Attacks against U.S. banks have knocked their websites offline and prevented customer access. New York Department of Financial Services Superintendent Benjamin Lawsky has asked lenders and insurers to give him information on how they protect against computer attacks.
The Associated Press’s Twitter Inc. account was hacked earlier this year to falsely report an explosion near the White House, temporarily triggering a plunge in U.S. stocks. That attack was carried out by the Syrian Electronic Army, a group that supports the government of President Bashar al-Assad.
“There are hackers that are in systems almost all the time,” Kerner said. “Whether they want to actually do something a bit more dangerous or hazardous or destructive, that depends on their frame of mind.”
Kerner, 47, was named chief executive officer of Zurich’s general insurance business last year. He joined Zurich in 1992, and has held posts including global head of group reinsurance and chief underwriting officer for the general insurance unit.
Zurich is the second-largest provider of property-casualty coverage in the U.S., behind No. 1 State Farm Mutual Automobile Insurance Co.

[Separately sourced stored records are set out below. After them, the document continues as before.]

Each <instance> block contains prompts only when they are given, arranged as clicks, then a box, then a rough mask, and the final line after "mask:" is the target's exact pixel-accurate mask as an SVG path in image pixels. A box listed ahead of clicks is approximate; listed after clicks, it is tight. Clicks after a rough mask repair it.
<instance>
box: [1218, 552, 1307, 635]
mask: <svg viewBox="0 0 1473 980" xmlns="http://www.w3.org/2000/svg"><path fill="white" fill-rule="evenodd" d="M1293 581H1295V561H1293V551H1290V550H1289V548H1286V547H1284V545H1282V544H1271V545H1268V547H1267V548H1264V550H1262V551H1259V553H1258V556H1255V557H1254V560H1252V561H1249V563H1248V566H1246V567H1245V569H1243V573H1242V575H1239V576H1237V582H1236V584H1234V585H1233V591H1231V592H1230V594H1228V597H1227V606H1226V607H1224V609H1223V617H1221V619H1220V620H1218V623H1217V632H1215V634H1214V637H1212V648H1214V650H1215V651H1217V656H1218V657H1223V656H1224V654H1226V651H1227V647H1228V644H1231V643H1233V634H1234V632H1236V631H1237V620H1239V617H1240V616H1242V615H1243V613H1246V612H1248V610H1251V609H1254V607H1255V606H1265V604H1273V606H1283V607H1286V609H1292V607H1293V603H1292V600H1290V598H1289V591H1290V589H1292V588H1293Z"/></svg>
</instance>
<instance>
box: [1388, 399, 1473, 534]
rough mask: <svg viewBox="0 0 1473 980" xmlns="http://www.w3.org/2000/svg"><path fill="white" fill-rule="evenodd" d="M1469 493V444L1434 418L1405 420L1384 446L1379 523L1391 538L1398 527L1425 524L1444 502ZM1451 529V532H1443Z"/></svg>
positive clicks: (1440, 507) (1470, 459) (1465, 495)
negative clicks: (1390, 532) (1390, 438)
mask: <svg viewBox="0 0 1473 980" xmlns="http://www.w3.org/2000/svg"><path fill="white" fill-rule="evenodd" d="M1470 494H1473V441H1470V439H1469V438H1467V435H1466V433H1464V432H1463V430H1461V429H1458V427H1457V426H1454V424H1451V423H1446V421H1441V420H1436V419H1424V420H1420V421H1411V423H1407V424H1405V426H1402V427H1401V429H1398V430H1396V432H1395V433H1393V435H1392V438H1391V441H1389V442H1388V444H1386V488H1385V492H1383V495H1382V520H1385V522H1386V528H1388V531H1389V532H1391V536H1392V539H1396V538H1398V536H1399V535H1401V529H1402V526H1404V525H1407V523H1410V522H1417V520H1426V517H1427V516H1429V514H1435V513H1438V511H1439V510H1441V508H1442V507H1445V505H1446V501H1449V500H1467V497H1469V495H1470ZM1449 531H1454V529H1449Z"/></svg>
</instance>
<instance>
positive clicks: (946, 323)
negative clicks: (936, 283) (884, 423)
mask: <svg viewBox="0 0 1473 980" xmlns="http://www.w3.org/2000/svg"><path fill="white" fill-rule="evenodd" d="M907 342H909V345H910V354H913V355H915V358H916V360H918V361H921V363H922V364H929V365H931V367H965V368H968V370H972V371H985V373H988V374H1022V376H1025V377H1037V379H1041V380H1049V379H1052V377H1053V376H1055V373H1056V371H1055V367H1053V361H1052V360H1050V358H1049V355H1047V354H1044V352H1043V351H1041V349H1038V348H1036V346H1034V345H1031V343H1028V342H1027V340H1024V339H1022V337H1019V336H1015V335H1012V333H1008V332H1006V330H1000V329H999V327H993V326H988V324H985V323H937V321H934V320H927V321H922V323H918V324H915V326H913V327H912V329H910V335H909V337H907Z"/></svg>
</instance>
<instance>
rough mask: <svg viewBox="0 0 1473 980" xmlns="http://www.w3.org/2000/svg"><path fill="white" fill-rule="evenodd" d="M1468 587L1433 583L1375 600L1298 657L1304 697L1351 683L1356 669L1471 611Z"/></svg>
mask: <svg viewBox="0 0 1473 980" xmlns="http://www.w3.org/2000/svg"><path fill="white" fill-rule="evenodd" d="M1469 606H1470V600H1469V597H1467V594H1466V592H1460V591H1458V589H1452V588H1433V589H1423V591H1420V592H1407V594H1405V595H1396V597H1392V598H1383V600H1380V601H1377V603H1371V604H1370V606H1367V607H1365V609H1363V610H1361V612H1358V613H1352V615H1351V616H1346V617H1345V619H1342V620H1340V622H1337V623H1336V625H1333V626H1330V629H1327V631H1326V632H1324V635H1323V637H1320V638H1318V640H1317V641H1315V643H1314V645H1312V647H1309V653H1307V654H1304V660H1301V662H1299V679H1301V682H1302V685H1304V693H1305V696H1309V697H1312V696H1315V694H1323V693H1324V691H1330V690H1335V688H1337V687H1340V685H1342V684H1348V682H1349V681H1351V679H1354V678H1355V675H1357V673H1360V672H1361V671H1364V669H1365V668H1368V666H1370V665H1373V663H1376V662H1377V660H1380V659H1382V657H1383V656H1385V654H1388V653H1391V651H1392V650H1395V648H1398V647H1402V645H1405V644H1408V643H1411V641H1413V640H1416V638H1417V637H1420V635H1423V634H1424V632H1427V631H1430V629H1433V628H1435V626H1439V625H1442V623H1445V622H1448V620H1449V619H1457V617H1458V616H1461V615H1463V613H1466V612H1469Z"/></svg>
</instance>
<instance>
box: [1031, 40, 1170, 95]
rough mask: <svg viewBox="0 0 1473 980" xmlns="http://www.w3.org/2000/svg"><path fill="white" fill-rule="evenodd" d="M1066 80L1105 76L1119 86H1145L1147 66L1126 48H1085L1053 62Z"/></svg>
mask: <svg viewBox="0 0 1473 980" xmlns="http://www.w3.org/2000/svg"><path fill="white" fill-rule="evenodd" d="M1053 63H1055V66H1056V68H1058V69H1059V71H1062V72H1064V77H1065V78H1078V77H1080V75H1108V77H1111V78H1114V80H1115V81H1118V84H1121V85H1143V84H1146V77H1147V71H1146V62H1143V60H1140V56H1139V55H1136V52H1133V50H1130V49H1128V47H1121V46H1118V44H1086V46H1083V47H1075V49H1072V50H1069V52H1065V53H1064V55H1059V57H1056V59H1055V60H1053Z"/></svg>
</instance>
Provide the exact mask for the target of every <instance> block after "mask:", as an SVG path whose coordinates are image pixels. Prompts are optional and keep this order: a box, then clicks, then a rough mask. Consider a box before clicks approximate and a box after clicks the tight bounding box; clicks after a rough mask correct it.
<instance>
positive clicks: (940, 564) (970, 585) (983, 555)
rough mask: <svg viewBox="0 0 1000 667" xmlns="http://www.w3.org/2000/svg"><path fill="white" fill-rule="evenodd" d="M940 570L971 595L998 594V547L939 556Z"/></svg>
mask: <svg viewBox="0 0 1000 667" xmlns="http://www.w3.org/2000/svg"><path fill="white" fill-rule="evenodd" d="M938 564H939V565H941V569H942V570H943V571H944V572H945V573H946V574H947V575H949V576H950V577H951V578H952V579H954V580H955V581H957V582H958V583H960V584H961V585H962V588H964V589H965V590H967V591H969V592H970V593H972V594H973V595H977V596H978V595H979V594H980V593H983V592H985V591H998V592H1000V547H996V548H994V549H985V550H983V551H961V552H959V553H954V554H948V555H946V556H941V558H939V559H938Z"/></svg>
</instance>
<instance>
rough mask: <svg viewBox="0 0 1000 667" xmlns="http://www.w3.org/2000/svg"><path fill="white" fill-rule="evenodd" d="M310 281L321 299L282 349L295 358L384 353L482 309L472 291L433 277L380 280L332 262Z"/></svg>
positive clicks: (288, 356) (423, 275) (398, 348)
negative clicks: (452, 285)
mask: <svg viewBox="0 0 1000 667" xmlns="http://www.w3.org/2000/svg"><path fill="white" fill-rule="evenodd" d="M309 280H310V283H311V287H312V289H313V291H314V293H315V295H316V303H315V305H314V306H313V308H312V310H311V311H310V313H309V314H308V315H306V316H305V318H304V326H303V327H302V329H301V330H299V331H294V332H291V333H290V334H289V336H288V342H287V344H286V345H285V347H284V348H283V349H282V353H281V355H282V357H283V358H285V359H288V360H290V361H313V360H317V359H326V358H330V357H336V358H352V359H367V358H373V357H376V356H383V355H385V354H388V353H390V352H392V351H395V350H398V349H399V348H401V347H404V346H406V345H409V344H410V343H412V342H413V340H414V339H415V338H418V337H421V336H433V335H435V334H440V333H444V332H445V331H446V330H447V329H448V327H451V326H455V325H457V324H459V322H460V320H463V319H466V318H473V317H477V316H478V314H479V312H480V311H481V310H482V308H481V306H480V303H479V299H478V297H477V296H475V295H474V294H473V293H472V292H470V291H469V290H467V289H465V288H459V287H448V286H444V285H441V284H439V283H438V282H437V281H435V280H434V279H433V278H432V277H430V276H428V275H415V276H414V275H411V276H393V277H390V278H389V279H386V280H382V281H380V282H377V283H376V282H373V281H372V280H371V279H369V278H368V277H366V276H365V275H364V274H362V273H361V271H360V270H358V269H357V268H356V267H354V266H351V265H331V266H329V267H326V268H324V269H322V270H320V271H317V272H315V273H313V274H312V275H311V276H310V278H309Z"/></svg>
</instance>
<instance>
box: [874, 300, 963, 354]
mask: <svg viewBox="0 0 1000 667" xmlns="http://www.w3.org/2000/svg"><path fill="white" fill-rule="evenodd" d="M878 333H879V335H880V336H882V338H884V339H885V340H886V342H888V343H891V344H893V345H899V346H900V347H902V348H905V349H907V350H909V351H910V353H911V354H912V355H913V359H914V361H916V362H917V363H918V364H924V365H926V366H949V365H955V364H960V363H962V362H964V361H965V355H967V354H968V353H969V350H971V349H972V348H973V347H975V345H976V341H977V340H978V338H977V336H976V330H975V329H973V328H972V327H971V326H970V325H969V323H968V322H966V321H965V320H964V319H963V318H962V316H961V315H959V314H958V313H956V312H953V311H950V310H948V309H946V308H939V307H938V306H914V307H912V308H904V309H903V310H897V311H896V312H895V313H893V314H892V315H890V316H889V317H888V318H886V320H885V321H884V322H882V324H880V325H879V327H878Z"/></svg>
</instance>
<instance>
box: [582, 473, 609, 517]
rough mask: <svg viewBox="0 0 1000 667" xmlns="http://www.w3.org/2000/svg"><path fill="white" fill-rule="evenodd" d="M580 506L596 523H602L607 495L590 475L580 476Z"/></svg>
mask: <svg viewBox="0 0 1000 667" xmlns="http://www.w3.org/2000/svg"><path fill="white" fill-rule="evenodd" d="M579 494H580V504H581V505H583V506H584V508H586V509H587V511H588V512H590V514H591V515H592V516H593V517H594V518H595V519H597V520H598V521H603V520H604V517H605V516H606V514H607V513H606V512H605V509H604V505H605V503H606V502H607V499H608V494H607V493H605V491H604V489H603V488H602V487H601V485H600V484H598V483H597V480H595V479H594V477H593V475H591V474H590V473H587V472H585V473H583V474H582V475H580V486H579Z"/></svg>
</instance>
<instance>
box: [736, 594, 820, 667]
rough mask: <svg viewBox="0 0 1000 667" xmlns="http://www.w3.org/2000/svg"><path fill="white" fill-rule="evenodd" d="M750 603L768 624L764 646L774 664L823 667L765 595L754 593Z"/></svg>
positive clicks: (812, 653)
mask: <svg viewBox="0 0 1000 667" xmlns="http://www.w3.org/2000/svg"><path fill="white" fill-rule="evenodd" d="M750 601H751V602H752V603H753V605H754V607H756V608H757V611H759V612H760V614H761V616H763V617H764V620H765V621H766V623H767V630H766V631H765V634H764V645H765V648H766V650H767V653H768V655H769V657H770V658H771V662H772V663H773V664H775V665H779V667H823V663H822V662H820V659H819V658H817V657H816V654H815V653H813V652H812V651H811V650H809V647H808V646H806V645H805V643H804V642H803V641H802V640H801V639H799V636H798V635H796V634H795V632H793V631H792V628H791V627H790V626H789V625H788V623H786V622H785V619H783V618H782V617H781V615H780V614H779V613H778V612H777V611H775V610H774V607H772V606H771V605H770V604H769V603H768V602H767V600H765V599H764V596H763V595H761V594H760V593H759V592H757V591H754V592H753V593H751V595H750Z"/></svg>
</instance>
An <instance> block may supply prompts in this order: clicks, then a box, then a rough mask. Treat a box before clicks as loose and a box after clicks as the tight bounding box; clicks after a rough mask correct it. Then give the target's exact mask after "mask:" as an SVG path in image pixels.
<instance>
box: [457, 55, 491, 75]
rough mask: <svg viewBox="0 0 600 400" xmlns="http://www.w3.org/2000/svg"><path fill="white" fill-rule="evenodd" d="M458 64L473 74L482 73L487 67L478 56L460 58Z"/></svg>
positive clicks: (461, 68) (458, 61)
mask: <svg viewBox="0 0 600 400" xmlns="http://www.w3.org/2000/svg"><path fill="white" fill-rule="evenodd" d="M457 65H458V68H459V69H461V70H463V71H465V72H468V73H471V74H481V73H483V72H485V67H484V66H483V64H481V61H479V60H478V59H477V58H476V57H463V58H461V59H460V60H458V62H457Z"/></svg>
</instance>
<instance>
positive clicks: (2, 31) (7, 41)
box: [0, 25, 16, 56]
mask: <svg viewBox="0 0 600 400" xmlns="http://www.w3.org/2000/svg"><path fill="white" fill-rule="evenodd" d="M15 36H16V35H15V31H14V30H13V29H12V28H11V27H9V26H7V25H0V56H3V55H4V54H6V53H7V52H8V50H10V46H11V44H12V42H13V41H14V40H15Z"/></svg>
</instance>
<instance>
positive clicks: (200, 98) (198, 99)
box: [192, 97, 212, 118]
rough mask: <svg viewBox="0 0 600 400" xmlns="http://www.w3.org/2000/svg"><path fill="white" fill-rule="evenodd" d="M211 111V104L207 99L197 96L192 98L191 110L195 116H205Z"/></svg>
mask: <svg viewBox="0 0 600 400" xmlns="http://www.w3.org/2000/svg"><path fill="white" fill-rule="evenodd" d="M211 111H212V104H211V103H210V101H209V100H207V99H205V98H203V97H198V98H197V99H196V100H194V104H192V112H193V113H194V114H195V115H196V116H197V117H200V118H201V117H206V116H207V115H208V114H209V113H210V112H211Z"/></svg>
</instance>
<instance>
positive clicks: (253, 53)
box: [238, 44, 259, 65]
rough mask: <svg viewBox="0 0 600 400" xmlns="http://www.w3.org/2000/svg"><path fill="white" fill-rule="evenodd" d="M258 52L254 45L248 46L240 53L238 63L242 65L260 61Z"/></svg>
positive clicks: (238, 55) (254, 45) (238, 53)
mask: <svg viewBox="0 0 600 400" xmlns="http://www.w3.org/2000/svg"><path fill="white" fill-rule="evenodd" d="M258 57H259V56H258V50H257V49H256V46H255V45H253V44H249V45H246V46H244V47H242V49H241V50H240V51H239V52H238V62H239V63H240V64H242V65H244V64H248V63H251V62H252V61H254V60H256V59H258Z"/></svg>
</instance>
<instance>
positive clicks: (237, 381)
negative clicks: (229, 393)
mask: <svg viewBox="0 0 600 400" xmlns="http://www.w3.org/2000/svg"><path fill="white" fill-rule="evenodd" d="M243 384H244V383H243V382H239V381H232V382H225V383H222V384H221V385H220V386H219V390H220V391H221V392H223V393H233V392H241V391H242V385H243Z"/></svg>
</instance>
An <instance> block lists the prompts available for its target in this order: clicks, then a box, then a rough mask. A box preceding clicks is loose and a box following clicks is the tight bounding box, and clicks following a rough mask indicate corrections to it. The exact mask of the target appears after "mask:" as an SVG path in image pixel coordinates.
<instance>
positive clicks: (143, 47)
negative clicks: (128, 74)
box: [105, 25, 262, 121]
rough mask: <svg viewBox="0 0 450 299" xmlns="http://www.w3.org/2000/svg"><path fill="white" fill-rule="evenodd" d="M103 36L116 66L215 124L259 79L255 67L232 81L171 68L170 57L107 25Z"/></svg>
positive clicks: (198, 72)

The company sells commercial protection in the world’s largest economy through an operation overseen by Kerner and has a management relationship with Los Angeles-based Farmers Insurance, which provides home and auto policies.
Zurich has been seeking to provide more protection on U.S. commercial property as prices for the policies increase and some rivals retreat after superstorm Sandy, he said.
“You need to get the right price,” Kerner said. “We like to view ourselves as being risk aware, not risk averse.”
A lack of costly natural disasters this year and increased capital flowing into the reinsurance market have contributed to a decrease in reinsurance costs of more than 10 percent, he said. Pensions and hedge funds are buying securities with returns linked to the costs of catastrophes. The assets can provide extra returns, and investors can lose their capital if costly disasters occur.